7. Discussion of Single-Pilot Intention Modeling

The proposed intention modeling concept can support a single-pilot operation. A fully adaptive approach of human-machine coordination requires robust modeling and detailed analysis of a single-pilot intention. The single-pilot cognitive status confirmation may require integration between the flight simulation system DECO and crew monitoring. This model’s simulation output enables a thorough examination of single-pilot task intents. Analysis of task intents demonstrates differences in task complexity and automation assistance requirements under different scenarios. Thus, the results of intention recognition could serve as the basis for a cockpit automation system to optimize human-machine coordination and enhance cooperation based on the pilot’s intention, particularly when a single pilot’s behavior or intention is abnormal. However, the real scenario of single-pilot intent modeling is often more complex than the ideal one, and the impact of real-time model performance and multimodal input on system development remains to be discussed. The real-time dynamic recognition of the single pilot’s intent is instructive for aviator error action prediction and calibration. The cockpit automation system must stand ready to offer additional safety recommendations with reference to risks/hazards and effective action plan. Because of the time delay of entire sequence sampling, the real-time intention perception of the BiLSTM model lags slightly behind the single-pilot action/sequence change. Nonetheless, even in certain emergency operating procedures or under difficult operating conditions, a minor delay in intention information does not typically cause severe consequences. Thus, the proposed model can still be applied to rapidly check and refresh the potential intents, thereby satisfying the real-time and effective requirements of intent recognition. Further, careful attention must be given to the techniques and measures applicable to identifying interaction. This involves assessing the crew cognitive status via multimodal input, such as touch, gesture, voice, and eye-tracking. The action of gazing can directly reflect the pilot’s attention allocation and plays a vital role in optimizing the intention inference capacity. In the future, we plan to append eye-tracker data as operation sequence input, which may contribute to a classification rate increase and will require extra development.

8. Conclusion

This study proposes a method for modeling a single pilot’s intention in commercial aviation based on BiLSTM. To identify the single-pilot intentions, we design a quantity of experiments to extract the single-pilot operation sequence from the flight simulation system DECO records.
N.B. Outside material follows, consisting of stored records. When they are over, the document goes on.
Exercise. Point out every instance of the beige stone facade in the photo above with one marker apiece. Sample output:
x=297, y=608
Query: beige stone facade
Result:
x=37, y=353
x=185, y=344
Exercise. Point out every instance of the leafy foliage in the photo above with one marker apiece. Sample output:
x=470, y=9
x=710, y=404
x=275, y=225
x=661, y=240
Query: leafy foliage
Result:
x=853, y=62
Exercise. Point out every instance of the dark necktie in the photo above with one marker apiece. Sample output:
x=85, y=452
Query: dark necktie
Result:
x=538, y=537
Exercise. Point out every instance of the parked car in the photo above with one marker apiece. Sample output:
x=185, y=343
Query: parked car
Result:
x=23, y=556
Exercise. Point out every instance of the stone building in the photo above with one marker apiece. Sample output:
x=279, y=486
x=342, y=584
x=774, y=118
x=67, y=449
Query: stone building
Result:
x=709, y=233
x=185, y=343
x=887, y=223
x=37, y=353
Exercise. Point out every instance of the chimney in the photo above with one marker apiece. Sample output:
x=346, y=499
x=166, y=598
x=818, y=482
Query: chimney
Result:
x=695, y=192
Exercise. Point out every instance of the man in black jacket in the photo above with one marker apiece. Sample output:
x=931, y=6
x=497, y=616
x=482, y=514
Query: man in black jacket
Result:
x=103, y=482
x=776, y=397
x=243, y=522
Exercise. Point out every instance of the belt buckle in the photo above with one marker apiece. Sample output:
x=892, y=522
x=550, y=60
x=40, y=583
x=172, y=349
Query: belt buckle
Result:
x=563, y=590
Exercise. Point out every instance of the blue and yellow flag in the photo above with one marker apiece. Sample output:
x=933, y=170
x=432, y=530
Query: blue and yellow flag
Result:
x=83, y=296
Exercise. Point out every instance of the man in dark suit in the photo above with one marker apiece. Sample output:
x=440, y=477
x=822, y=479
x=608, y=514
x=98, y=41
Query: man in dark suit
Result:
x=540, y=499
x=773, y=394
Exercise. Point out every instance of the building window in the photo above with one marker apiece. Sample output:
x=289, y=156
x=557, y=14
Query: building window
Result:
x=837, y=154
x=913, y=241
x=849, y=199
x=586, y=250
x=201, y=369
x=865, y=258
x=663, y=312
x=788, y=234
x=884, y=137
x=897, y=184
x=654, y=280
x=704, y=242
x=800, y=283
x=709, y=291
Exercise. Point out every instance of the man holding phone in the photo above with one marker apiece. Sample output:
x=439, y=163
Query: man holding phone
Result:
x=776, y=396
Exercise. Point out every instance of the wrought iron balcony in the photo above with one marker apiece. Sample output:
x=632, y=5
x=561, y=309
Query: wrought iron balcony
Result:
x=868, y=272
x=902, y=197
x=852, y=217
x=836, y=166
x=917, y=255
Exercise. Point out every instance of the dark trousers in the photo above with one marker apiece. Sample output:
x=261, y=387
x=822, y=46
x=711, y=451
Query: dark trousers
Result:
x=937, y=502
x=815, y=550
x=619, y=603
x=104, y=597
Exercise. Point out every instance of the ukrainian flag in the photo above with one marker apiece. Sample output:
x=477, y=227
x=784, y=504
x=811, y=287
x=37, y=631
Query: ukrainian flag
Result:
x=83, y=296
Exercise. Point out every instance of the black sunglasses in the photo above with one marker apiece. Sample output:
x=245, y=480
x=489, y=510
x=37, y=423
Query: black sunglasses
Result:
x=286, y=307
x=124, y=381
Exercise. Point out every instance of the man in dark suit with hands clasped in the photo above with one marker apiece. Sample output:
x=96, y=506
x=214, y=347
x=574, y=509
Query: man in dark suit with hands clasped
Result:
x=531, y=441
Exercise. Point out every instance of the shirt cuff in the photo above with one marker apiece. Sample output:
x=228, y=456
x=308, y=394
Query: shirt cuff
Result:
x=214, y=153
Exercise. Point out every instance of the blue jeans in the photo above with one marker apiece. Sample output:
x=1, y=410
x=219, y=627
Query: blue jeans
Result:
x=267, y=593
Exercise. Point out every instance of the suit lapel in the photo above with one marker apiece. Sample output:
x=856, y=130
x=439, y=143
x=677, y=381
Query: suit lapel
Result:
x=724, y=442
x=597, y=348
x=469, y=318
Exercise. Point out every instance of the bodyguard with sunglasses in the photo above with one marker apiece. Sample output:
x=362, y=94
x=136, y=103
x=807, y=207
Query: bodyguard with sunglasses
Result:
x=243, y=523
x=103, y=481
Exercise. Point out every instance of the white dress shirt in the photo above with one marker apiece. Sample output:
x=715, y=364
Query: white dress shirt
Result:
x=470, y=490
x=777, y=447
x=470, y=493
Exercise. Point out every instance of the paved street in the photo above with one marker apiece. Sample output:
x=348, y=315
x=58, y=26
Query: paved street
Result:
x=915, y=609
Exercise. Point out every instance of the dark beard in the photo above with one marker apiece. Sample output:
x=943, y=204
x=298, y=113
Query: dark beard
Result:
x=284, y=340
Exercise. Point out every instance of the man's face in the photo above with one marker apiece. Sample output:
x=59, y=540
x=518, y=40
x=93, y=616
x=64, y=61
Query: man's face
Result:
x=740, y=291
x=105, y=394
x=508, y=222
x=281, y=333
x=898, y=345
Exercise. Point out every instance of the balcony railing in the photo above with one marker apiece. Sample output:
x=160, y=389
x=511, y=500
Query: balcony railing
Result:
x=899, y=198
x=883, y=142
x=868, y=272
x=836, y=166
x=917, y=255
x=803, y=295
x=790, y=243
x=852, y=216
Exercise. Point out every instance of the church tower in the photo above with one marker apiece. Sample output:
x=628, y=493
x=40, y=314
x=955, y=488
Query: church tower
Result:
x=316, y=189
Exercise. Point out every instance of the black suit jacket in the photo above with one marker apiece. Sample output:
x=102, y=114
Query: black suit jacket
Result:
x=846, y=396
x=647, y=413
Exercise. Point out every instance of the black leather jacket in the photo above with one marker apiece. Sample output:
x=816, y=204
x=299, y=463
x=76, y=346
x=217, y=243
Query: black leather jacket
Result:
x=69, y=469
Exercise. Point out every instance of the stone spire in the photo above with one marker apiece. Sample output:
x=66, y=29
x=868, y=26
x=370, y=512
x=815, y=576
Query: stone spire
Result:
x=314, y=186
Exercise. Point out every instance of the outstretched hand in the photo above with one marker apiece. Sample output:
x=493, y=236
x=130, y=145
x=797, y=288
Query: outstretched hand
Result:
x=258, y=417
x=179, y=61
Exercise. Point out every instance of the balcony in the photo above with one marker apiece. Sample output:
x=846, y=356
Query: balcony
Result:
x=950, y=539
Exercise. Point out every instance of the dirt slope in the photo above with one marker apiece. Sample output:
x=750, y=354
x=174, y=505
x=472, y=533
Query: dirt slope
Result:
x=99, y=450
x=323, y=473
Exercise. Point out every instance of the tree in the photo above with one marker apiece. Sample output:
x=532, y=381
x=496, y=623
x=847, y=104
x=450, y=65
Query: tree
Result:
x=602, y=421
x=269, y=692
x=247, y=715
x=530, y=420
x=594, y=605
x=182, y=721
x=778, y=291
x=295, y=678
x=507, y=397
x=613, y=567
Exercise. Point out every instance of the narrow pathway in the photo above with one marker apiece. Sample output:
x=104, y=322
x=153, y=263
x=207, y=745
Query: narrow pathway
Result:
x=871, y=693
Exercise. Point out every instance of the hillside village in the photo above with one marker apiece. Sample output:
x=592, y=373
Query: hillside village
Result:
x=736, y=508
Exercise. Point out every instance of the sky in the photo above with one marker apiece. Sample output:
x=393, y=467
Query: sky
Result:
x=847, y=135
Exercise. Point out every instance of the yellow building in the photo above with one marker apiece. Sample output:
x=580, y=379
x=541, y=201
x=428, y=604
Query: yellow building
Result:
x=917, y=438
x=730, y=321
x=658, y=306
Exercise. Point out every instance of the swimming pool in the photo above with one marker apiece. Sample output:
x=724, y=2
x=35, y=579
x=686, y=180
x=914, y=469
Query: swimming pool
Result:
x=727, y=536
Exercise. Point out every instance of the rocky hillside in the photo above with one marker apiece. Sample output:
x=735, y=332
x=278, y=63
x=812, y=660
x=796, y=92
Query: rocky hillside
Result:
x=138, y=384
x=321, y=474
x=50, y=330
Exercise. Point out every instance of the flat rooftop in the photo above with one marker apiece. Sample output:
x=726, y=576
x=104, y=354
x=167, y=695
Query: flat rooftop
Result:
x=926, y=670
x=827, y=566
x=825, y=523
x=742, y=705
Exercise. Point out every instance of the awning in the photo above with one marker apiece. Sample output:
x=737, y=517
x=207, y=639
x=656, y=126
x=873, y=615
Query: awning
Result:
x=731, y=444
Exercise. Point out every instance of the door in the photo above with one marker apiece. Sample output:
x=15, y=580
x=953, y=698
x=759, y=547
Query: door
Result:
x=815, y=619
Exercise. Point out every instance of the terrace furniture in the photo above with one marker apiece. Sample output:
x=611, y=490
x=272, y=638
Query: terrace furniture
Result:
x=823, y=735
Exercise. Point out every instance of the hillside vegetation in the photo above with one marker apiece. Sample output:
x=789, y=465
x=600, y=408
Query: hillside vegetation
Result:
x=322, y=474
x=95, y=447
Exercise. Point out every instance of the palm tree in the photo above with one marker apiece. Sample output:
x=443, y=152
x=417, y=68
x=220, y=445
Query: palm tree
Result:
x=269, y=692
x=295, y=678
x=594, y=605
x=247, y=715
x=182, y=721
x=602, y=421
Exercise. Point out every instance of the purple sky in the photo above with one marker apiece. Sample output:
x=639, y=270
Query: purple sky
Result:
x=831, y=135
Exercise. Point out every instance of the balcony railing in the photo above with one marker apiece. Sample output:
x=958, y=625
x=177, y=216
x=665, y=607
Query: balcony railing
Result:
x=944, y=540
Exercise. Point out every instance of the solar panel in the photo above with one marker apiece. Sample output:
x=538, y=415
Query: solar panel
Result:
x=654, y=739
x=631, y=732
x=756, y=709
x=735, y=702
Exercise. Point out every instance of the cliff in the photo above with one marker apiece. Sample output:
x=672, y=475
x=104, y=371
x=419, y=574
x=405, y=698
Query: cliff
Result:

More unsafe decision intentions or manipulation behaviors could be discovered through the mining and analysis of these single-pilot behavior data, which is significant for enhancing the pilot-automation partnership. Additionally, the BiLSTM model considers the time-dependent data and can determine the classification of intentions using a feedforward neural network and softmax linear variation. The above research findings expose the correlation mechanism of a single pilot’s behavior and intention coupling to a limited degree. Compared with the other five single-pilot intention modeling methods, the proposed model achieves a better effect of single-pilot intention identification. However, theoretically, the flight intents can also proceed in a manner with alternating actions, which involve the single pilot interrupting one flight intent, executing another, and next resuming the previously performed flight intent. When the intent within the operation sequence migrates, it will not only affect the reasoning logic of the model itself but also cause identification confusion. These will be the upcoming significant works.

Data Availability

The data used to support the findings of this study are available from the corresponding author upon request.

Conflicts of Interest

The authors declare that they have no conflicts of interest.

Acknowledgments

This paper was sponsored by the National Key Research and Development Program (2021YFB1600600), the Tianjin Education Commission Scientific Research Project (2022KJ058), and the Fundamental Research Funds for the Central Universities (3122022044).